How to debug apache timeouts?

Solution 1:

The first thing I note, looking at your first graph, there seems to be an hourly slowdown (occurring around 40 minutes past the hour) which may be contributing to the problem. You should have a look at the task schedulers on the OS / database.

Based on the data you've supplied, my next step woud be to look at the frequency of response times (number of responses on Y axis vs duration on X) but only including URLs which exhibit the timeout (or preferably one URL at a time). On a typical system this should follow a normal or poisson distribution - the requests which are timing out may simply be part of the tail - in which case you need to focus your efforts on general tuning. OTOH if the distribution is bi-modal then you need to look for contention somewhere in your code.

Solution 2:

I have another thought on this, based on the fact that you get a large number of requests per day, and seem to have timeouts only during peak hours (from the pictures you posted).

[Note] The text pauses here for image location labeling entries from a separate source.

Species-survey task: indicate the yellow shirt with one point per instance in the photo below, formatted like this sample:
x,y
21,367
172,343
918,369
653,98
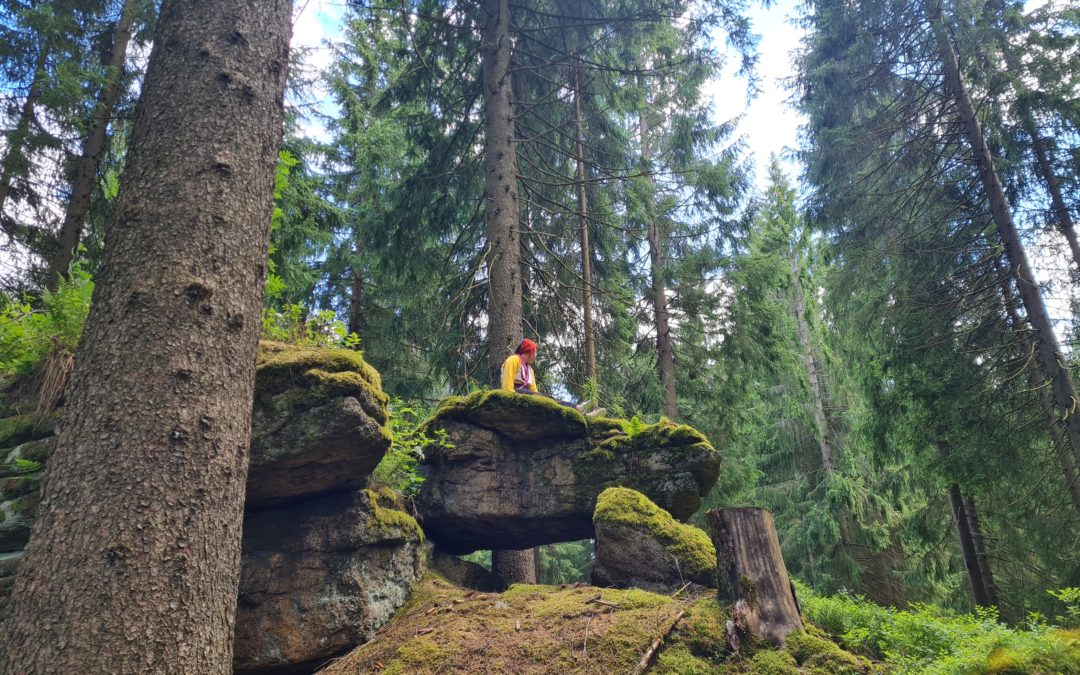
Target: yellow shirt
x,y
511,369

There's a post on the Server Fault blog, Per Second Measurements Don't Cut It... is it possible some of these requests are running into the same problem the ServerFault team ran into?

We discovered that we were discarding packets pretty frequently on 1 Gbit/s interfaces at rates of only 10-30 MBit/s which hurts our performance. This is because that 10-30 MBit/s rate is really the number of bits transfered per 5 minutes converted to a one second rate. When we dug in closer with Wireshark and used one millisecond IO graphing, we saw we would frequently burst the 1 Mbit per millisecond rate of the so called 1 Gbit/s interfaces.